And that’s why the controversy and backlash surrounding reality television stars Chip and Joanna Gaines decision to have a fifth child matters. The decision they are modeling will help determine what our future holds, and the science is crystal clear: Family planning has the greatest long–term impact on climate change, economic inequality, and other things that define the quality of our and children’s lives. Some groups are promoting the Gaines family as effective role models for accelerating population growth, and urging other women to follow their lead. Conservative media sources are publishing fake news claiming the U.S. population is falling, when in fact it will grow by almost 100 million in the next 50 or so years.

The timing of the Gaines announcement, as well as the advertising of other shows promoting giant families like the notorious Radford family in Britain, comes after Trump and his supporters pushed through tax incentives expressly designed to promote larger families, with Paul Ryan specifically urging women to have more kids.
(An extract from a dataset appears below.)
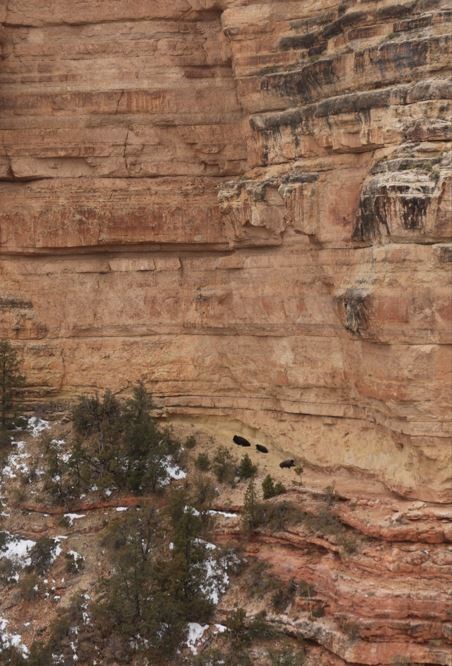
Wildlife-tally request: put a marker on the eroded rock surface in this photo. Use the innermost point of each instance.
(246, 205)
The push for more kids comes while Congress is refusing to fund children’s health insurance, and after recent studies show infants in the U.S. are dying at an alarming rate from lack of care. More kids, less care?

The Problem

Proponents of large families are willing to make a trade-off many of us may not be willing to make.

Religious, racial, and other motivations aside, the mainstream reason for today’s push for larger families is economic. Despite a world population headed for almost 10 billion people by 2050, many economists are pushing to accelerate that growth as a way to fuel economic growth, higher gross domestic product, greater returns on investments, etc., and evade specific demographic impacts like an older populace reliant on fewer younger workers to support them. The economic impacts of reduced fertility are highly controversial – with lots of debate between economists about what smaller families will actually do to economies, and what economic growth that actually benefits the average person would look like and take to create.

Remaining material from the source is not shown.